The United Nations Educational, Scientific and Cultural Organization focuses on everything from teacher training to helping improve education worldwide to protecting important historical and cultural sites around the world. UNESCO added 28 new World Heritage Sites this year to the list of irreplaceable treasures that will be protected for today’s travelers and future generations.
The International Labor Organization promotes international labor rights by formulating international standards on the freedom to associate, collective bargaining, the abolition of forced labor, and equality of opportunity and treatment.
The Food and Agriculture Organization leads international efforts to fight hunger. It is both a forum for negotiating agreements between developing and developed countries and a source of technical knowledge and information to aid development.
The International Fund for Agricultural Development, since it was created in 1977, has focused exclusively on rural poverty reduction, working with poor rural populations in developing countries to eliminate poverty, hunger and malnutrition; raise their productivity and incomes; and improve the quality of their lives.

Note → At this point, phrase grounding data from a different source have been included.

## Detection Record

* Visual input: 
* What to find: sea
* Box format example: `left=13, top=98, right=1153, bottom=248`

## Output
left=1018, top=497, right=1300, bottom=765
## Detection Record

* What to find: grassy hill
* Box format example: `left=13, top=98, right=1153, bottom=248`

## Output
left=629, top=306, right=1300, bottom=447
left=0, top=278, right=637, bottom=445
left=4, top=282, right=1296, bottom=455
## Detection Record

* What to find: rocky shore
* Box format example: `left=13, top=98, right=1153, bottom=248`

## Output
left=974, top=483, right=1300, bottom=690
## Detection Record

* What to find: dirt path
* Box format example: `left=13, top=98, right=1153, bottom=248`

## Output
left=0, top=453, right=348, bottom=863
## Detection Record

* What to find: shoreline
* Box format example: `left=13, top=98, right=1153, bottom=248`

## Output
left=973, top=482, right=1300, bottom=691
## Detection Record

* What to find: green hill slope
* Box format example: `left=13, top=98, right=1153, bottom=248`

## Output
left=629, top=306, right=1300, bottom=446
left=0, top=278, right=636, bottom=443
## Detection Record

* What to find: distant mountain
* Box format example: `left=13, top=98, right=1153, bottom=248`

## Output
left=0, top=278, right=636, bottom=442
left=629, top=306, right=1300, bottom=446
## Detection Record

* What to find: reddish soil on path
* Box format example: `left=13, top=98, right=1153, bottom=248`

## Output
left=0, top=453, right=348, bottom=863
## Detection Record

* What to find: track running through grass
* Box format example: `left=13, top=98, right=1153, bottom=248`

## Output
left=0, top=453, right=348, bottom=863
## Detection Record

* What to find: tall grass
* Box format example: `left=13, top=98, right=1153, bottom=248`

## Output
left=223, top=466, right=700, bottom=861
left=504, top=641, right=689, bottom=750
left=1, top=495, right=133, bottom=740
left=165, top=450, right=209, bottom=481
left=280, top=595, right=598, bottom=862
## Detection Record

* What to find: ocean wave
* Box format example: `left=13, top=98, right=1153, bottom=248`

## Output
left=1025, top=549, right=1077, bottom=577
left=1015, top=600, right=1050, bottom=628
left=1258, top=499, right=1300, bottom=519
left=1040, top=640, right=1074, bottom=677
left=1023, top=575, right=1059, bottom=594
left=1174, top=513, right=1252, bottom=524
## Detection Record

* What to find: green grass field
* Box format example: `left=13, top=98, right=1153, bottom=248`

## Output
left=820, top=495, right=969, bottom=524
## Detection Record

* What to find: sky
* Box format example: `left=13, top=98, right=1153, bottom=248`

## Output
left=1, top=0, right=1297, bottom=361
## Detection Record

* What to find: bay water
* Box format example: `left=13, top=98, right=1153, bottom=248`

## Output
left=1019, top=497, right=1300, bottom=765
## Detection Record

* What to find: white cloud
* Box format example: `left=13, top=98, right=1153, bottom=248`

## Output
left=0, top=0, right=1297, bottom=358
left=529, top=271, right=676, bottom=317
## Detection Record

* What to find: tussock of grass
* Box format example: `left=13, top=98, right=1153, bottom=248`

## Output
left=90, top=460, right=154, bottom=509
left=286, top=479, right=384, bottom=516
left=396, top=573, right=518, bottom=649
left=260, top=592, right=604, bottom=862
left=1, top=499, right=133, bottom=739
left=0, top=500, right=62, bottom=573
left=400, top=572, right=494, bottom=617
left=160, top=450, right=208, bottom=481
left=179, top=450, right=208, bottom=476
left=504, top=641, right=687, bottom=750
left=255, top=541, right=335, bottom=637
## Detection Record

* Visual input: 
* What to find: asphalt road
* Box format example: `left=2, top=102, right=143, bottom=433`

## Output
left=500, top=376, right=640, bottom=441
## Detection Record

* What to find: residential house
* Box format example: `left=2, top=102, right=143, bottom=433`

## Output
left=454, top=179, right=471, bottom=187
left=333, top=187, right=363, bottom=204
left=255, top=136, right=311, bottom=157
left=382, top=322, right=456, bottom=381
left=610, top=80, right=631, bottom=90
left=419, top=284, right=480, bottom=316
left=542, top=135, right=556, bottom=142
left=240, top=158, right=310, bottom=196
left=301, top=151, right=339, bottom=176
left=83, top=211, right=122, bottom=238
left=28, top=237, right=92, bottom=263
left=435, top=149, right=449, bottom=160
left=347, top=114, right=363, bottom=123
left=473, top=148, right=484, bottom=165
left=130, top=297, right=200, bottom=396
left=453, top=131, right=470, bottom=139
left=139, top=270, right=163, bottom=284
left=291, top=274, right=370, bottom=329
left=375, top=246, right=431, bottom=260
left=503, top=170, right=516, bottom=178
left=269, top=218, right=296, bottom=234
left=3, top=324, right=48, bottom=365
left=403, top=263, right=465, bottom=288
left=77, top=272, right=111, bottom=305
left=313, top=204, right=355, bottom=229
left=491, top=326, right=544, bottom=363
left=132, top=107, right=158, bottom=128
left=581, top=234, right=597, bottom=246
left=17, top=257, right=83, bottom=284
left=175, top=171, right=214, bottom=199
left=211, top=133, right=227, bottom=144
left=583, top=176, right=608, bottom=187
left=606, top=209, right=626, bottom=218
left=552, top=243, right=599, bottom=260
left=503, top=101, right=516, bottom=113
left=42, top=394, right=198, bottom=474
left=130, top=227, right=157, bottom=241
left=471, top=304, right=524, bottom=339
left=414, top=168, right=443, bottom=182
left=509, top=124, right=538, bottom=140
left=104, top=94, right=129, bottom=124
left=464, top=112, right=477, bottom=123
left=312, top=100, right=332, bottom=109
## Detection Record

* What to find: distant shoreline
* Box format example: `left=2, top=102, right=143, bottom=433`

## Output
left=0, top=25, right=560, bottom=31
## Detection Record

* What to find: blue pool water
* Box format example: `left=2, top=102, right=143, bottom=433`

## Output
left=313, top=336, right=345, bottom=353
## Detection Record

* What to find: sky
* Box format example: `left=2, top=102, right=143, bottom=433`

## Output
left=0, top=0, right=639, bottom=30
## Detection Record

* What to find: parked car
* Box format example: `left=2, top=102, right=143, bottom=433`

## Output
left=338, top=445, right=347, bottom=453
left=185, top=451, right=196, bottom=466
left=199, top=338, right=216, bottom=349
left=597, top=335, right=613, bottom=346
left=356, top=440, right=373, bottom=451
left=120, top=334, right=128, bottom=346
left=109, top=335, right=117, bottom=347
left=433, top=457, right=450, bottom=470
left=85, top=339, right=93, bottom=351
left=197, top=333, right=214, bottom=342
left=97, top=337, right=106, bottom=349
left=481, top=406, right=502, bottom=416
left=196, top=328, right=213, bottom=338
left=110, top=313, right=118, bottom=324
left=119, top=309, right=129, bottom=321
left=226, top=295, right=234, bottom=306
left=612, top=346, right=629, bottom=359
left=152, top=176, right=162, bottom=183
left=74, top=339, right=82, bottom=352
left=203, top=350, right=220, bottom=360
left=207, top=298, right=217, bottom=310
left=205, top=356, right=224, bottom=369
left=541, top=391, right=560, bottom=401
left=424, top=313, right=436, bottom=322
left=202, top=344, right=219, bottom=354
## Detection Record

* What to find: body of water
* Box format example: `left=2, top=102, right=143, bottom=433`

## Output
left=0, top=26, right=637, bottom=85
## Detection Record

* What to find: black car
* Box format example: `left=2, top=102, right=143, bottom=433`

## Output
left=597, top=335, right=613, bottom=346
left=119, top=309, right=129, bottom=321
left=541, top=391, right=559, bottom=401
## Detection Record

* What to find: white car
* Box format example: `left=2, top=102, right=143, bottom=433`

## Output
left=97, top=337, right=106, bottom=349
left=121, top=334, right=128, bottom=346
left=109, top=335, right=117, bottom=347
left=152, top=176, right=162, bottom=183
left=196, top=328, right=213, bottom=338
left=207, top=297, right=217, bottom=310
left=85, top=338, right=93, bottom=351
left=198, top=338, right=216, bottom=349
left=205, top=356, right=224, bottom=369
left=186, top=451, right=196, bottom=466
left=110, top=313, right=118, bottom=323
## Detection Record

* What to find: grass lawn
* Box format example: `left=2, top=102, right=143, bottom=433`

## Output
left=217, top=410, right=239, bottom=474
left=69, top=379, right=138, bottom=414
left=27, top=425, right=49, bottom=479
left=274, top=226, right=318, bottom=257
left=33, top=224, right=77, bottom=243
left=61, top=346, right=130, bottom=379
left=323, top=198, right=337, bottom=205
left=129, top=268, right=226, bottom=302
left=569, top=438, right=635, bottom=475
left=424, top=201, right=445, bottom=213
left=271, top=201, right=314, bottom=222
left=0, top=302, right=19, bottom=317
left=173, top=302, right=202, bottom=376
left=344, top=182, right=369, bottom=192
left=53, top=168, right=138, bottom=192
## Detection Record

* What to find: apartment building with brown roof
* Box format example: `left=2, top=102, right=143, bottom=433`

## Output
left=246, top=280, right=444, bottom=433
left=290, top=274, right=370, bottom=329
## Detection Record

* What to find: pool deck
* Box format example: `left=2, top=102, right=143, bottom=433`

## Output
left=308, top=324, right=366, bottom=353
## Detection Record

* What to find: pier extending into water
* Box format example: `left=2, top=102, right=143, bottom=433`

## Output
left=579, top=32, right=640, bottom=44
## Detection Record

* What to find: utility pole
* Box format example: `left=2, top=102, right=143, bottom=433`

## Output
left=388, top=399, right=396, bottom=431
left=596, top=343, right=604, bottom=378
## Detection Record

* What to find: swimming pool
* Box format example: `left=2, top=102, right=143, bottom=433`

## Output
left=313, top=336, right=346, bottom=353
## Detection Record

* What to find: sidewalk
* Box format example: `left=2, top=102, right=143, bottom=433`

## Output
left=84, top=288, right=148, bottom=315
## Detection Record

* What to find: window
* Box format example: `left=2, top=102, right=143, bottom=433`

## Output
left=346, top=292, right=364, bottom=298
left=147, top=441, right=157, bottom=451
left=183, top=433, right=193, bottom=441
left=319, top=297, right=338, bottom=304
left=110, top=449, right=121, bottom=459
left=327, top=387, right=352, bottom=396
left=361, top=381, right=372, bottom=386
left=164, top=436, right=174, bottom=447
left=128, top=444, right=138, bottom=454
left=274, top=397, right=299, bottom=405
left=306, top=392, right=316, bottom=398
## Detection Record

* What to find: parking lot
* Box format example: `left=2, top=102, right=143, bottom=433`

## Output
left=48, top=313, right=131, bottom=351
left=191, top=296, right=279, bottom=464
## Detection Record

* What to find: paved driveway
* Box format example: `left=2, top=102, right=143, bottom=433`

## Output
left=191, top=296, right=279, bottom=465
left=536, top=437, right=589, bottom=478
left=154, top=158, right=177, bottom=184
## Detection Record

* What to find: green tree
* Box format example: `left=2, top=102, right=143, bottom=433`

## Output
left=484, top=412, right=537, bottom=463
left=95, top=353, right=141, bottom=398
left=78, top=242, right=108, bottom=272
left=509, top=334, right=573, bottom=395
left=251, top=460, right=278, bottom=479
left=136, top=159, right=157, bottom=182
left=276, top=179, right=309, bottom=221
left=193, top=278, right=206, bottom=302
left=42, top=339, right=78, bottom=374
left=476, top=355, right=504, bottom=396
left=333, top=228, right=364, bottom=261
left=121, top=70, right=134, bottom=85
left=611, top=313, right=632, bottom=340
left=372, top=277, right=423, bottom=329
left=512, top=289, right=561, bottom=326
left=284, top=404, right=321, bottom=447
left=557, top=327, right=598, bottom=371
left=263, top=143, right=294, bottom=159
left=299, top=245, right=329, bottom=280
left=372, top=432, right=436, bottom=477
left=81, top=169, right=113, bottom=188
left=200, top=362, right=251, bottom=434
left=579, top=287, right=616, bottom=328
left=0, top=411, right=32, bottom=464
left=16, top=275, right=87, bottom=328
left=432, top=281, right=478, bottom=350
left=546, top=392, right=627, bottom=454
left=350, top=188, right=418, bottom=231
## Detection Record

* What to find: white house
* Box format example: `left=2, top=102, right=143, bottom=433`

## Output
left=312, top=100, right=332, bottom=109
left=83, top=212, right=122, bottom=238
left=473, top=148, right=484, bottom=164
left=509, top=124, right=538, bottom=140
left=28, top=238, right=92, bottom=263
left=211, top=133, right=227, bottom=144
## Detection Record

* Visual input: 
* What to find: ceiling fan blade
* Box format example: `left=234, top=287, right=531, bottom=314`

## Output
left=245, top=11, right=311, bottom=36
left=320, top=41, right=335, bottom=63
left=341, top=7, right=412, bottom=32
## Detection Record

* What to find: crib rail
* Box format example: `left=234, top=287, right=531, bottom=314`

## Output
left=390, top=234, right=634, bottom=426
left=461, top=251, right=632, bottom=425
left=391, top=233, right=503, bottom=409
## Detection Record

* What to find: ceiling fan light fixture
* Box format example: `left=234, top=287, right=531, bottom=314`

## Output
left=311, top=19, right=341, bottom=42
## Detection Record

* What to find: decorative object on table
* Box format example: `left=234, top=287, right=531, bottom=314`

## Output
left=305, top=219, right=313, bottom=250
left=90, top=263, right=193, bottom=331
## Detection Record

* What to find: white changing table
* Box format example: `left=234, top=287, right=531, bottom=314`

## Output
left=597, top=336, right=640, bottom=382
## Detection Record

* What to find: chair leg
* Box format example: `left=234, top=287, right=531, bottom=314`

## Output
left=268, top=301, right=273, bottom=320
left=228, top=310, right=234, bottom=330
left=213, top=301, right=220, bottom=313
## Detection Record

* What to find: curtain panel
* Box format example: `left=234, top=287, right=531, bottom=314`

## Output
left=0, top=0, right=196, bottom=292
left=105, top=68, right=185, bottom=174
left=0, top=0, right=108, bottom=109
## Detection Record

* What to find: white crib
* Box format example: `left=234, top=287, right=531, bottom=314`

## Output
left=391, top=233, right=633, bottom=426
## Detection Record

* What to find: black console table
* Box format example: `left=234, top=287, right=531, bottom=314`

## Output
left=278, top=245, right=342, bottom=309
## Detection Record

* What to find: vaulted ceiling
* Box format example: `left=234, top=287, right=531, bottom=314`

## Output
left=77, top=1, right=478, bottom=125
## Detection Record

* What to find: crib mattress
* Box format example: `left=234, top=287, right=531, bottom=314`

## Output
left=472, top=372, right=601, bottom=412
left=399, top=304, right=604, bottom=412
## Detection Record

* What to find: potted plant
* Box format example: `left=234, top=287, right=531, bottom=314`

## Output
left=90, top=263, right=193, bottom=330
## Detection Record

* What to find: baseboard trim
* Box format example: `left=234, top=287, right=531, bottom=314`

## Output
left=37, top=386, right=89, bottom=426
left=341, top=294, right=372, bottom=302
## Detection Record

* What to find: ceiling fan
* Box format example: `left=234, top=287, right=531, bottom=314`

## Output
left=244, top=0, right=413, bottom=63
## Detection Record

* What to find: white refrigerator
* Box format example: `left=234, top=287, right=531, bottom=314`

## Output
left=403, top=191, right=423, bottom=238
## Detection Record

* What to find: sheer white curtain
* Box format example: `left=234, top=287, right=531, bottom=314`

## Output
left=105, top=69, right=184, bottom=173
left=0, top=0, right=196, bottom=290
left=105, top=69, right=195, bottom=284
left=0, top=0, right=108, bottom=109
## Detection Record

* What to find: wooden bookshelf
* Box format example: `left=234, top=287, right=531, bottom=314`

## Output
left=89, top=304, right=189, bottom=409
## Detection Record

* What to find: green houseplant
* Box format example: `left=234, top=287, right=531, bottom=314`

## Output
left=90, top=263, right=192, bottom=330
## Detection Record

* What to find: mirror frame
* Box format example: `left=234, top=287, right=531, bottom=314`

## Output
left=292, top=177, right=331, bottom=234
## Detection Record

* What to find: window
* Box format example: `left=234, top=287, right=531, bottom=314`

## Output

The Joint United Nations Programme on HIV/AIDS is co-sponsored by 10 UN system agencies: UNHCR, UNICEF, WFP, UNDP, UNFPA, UNODC, the ILO, UNESCO, WHO and the World Bank and has ten goals related to stopping and reversing the spread of HIV/AIDS.
The United Nations Office for Disaster Reduction serves as the focal point in the United Nations system for the coordination of disaster reduction.
The International Organization for Migration works to help ensure the orderly and humane management of migration, to promote international cooperation on migration issues, to assist in the search for practical solutions to migration problems and to provide humanitarian assistance to migrants in need, including refugees and internally displaced people.